Both plans call for reconfiguring grade levels in schools from the current K-through-8 and 9-to-12 model to K through 5; 6 to 8; and 9 to 12. McCombs said the change would reduce teacher vacancies and help the district better compete.

The city’s eight charter schools enroll 4,188 students, while 12 Renaissance schools have 5,449 students.

Camden is the only district in the state that has all three types of public schools.

Benson believes the closings would move more students from traditional public schools. In some cases, students not eligible for courtesy busing would have to travel 1.8 miles each way to their new schools, he said.

“The likelihood is that they’re going to lose hundreds of students,” Benson said. “They’re not going to go through all of that.”
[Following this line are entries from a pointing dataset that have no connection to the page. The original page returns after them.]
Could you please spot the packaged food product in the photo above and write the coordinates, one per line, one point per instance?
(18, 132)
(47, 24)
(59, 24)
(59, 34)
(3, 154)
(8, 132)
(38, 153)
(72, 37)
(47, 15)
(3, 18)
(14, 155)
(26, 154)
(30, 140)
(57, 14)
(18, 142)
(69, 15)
In 2019, Benson helped lead a charge that blocked McCombs from implementing parts of a sweeping plan to close two schools and consolidate another, and lay off employees. He says McCombs reneged on a deal to avoid school closures; she says there was no agreement.

On Friday, members of the Camden City Principals and Administrators Association are planning a sit-in to protest the proposed closings, said president Davida Coe-Brockington.

The state, under then-Gov. Chris Christie, took over the district in 2013 after years of poor test scores, a low graduation rate, and a high dropout rate. Christie tapped an outsider, Paymon Rouhanifard, to run the district.

» READ MORE: Katrina McCombs appointed new Camden schools chief amid fiscal troubles

McCombs said she understands that school closings generate high emotions, but contends she has little choice. The state has advised the district it would not receive additional funding and must tackle its deficits, she said.

“There are no perfect answers,” McCombs said. “This is not something I wished for in my wildest dreams.”